Hace relativamente poco tuve una acalorada discusión con algunos de mis amigos en torno a la aclamada “Slumdog Millionaire”, ganadora del Oscar por mejor película entre otros. Para la gran mayoría de la crítica, dicha película era clara merecedora del galardón, por un sinnúmero de razones; sin embargo, a mí nunca me termino de convencer, y hasta la fecha sigo siendo de la opinión que es una obra totalmente sobre apreciada.
Ahora bien, no les voy a mentir, yo no soy ningún experto en el 7º arte; y no pretendo serlo. Yo no puedo argumentar sobre los logros de fotografía, o la adaptación del guión; ni mucho menos del uso de espacios y la dinámica de las escenas. Pero a mi gusto, la película no tiene mucho de sobresaliente.
En general, si creo que es una buena obra cinematográfica; pero no más. Para mí, hay un punto clave que define la calidad de una tarde en el cine. Hay un elemento importantísimo que me permite darme cuenta cuando una película ha valido la pena y es digna de recordarse. Es a partir de esto que evaluó otros aspectos en torno a lo que observo en el cine. A lo que me refiero es a los sentimientos que me produce una película, su naturaleza y el tipo de pensamientos que estos evocan en mí.
Como una gran mayoría de la gente, mi vida es ordinaria. Los sentimientos que vivo día a día son 100% reconocibles. No tengo mayores conflictos existenciales, ni batallas contra el destino. El mundo no depende de mí, y pocas semanas estoy realmente al borde de la muerte. En pocas palabras, mis sentimientos son tan extraordinarios como las situaciones que vivo.
Cuando veo una película que me desliga de ésta realidad común, que me deja involuntariamente inmerso en un plano diferente al de mis existencia, que me produce un movimiento de emociones inusuales y diferentes; es cuando me doy cuenta de la calidad de ésta.
Cuando logro reconocer los personajes como posibilidades y empiezo a entender su comportamiento; cuando me identifico intelectualmente con sus conflictos y tomo partido a favor o en contra de sus vivencias; es cuando me doy cuenta que lo que estoy viendo vale la pena.

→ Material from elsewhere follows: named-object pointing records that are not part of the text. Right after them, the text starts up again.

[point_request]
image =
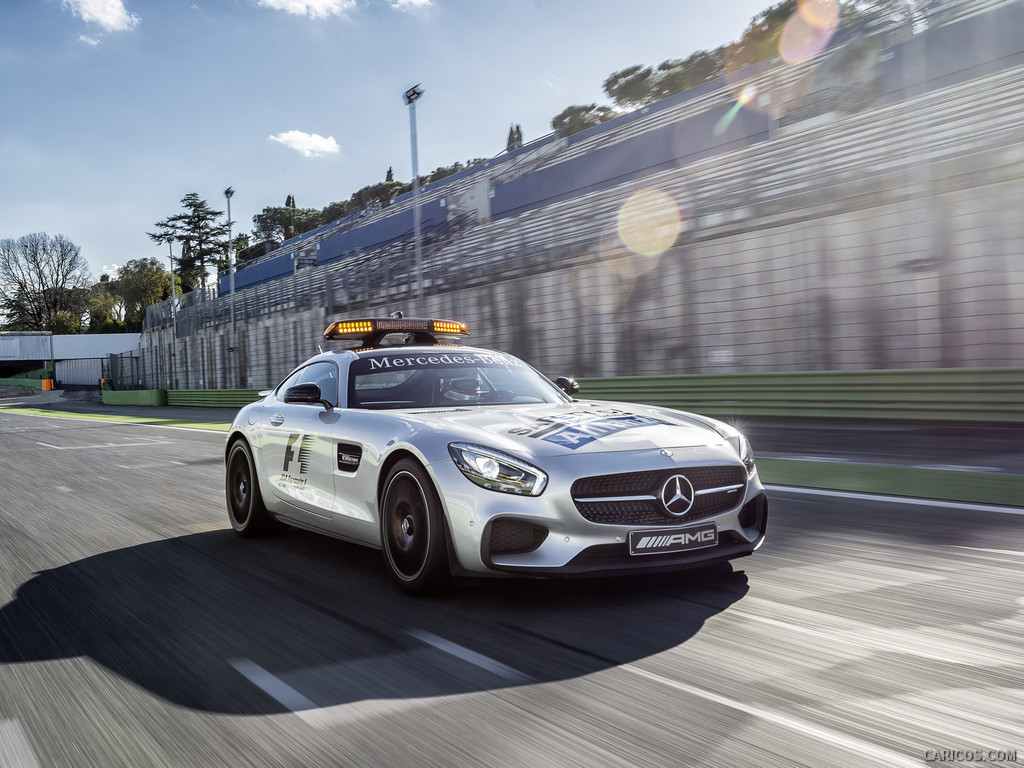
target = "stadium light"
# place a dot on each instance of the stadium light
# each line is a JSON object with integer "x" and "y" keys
{"x": 412, "y": 95}
{"x": 230, "y": 260}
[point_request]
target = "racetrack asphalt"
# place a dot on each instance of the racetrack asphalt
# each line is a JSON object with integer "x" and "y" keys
{"x": 971, "y": 463}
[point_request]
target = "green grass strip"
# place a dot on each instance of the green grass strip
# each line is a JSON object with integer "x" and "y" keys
{"x": 975, "y": 487}
{"x": 218, "y": 426}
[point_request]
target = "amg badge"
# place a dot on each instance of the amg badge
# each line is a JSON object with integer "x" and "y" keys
{"x": 673, "y": 540}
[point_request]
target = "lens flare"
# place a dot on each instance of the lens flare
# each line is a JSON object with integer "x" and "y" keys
{"x": 598, "y": 287}
{"x": 649, "y": 222}
{"x": 802, "y": 41}
{"x": 822, "y": 14}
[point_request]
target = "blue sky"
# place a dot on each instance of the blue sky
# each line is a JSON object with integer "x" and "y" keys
{"x": 114, "y": 110}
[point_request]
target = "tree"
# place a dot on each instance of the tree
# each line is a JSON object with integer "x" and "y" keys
{"x": 140, "y": 283}
{"x": 40, "y": 276}
{"x": 675, "y": 77}
{"x": 105, "y": 310}
{"x": 203, "y": 237}
{"x": 64, "y": 324}
{"x": 580, "y": 118}
{"x": 278, "y": 223}
{"x": 632, "y": 87}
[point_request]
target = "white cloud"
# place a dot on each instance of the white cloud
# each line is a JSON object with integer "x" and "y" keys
{"x": 111, "y": 14}
{"x": 311, "y": 8}
{"x": 410, "y": 4}
{"x": 308, "y": 144}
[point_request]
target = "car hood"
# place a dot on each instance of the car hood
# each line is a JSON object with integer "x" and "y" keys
{"x": 574, "y": 428}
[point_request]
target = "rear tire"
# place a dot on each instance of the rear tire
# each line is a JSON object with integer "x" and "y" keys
{"x": 414, "y": 536}
{"x": 246, "y": 510}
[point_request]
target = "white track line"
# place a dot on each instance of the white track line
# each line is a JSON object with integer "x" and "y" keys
{"x": 899, "y": 500}
{"x": 272, "y": 686}
{"x": 858, "y": 747}
{"x": 477, "y": 659}
{"x": 15, "y": 752}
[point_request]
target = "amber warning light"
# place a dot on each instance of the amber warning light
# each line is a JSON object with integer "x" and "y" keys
{"x": 361, "y": 329}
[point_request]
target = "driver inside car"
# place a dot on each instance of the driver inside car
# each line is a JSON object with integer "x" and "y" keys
{"x": 462, "y": 389}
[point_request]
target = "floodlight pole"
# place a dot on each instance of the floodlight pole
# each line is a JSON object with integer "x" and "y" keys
{"x": 230, "y": 257}
{"x": 411, "y": 96}
{"x": 174, "y": 294}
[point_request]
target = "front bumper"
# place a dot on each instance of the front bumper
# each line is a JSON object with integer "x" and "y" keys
{"x": 496, "y": 534}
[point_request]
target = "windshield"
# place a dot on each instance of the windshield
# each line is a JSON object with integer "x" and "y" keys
{"x": 403, "y": 379}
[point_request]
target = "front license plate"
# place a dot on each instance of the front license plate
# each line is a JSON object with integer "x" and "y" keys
{"x": 673, "y": 540}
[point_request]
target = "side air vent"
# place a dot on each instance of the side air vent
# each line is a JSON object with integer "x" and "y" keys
{"x": 349, "y": 456}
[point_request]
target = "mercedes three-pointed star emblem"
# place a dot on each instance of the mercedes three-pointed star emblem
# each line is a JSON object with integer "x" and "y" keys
{"x": 677, "y": 496}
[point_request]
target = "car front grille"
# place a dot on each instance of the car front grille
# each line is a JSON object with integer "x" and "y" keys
{"x": 632, "y": 498}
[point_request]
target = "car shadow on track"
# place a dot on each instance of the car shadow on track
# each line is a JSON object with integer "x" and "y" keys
{"x": 188, "y": 619}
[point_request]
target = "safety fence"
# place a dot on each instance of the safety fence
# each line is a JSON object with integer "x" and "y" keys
{"x": 992, "y": 394}
{"x": 980, "y": 394}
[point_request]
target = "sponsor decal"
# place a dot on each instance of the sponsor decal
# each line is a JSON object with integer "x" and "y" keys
{"x": 392, "y": 363}
{"x": 576, "y": 430}
{"x": 298, "y": 450}
{"x": 657, "y": 542}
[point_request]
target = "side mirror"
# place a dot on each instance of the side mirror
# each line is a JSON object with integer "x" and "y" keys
{"x": 567, "y": 385}
{"x": 304, "y": 393}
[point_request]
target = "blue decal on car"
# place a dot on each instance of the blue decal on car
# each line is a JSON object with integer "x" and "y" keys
{"x": 578, "y": 435}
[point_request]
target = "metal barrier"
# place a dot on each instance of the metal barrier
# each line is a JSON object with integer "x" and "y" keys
{"x": 212, "y": 397}
{"x": 980, "y": 394}
{"x": 984, "y": 394}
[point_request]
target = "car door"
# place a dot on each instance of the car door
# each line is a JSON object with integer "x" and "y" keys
{"x": 298, "y": 445}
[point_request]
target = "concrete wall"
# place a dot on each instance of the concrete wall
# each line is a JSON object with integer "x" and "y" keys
{"x": 856, "y": 288}
{"x": 887, "y": 239}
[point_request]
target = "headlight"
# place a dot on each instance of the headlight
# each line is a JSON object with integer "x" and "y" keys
{"x": 497, "y": 471}
{"x": 742, "y": 448}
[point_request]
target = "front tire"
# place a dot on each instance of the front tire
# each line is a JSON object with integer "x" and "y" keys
{"x": 413, "y": 530}
{"x": 246, "y": 510}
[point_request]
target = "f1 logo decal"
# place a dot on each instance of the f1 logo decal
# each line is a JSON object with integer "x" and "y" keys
{"x": 305, "y": 442}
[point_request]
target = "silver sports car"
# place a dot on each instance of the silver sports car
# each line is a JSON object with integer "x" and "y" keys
{"x": 461, "y": 461}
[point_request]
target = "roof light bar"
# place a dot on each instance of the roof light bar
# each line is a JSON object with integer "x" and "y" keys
{"x": 373, "y": 330}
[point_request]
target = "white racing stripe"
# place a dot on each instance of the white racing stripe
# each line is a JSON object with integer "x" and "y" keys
{"x": 15, "y": 752}
{"x": 858, "y": 747}
{"x": 899, "y": 500}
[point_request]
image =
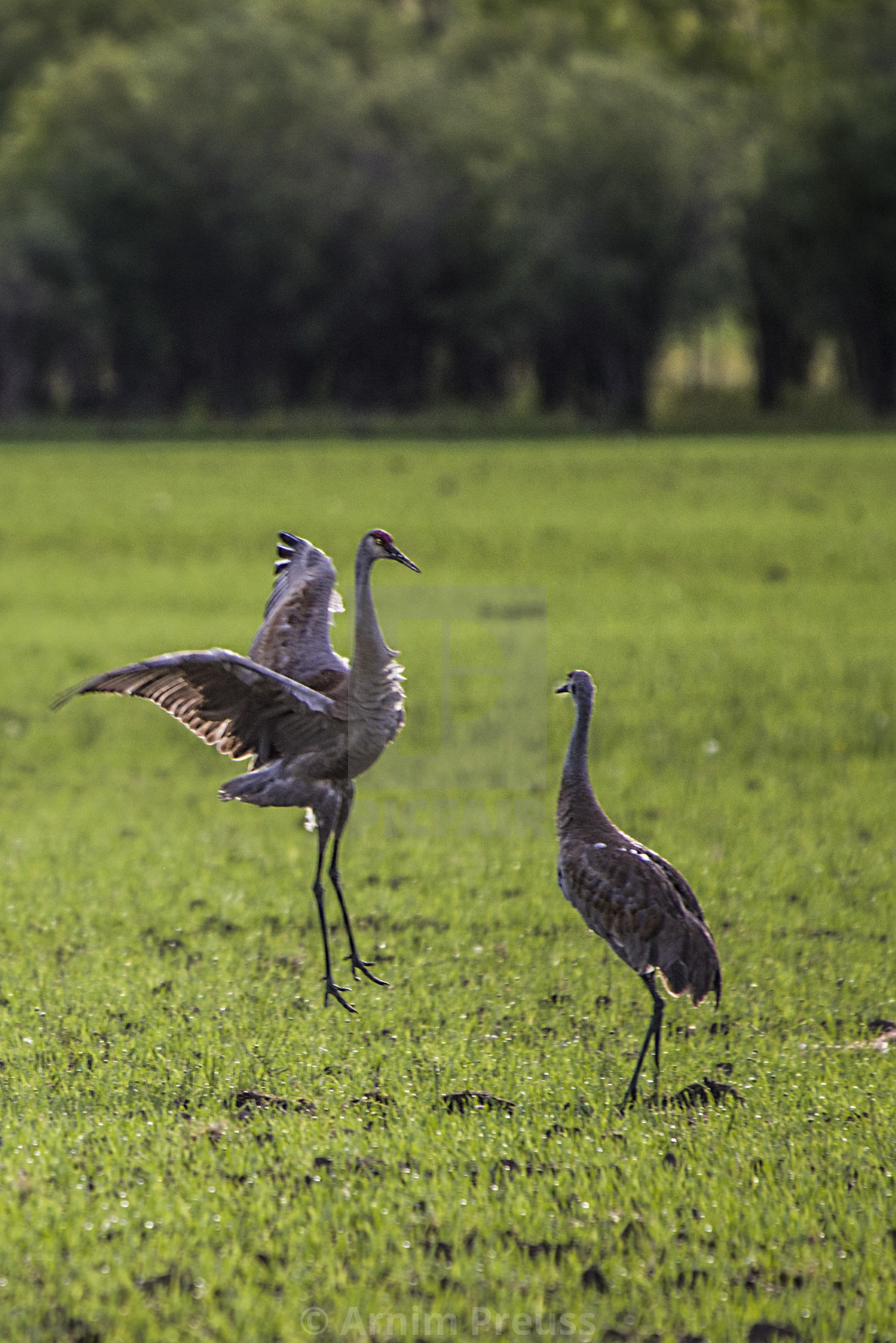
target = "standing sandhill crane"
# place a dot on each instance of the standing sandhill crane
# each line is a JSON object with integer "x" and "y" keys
{"x": 308, "y": 720}
{"x": 626, "y": 893}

Esos sentimientos y emociones que se producen en mí pronto se transforman en pensamientos y reflexiones. Dan paso a nuevas líneas y caminos en mi conciencia, y aunque sea por solo 120 minutos; puedo vivir y analizar situaciones que muy probablemente nunca experimente en la vida real. Es por estos factores que se que no estoy viendo una película ordinaria.
Si al final de la proyección aún me encuentro conectado intelectualmente con los temas de la película, sus situaciones o sus personajes; si cuando llegue a mi casa voy a seguir intentando descifrar las motivaciones y la razón de los escenarios mostrados; eso para mí, quiere decir que presencie una muy buena película.
Y lo anterior es cierto para el caso de libros, series e incluso videojuegos. Si al final no me quede con nada, la película no es más que una obra más para “pasar el rato”. Y para mí, eso fue “Slumdog Millionaire”. Sus temas cliché y personajes exagerados; su tensión artificial y flujo inverosímil; su amor de cuento de hadas y su final deus ex machina la colocan lejos de ser una excelente película.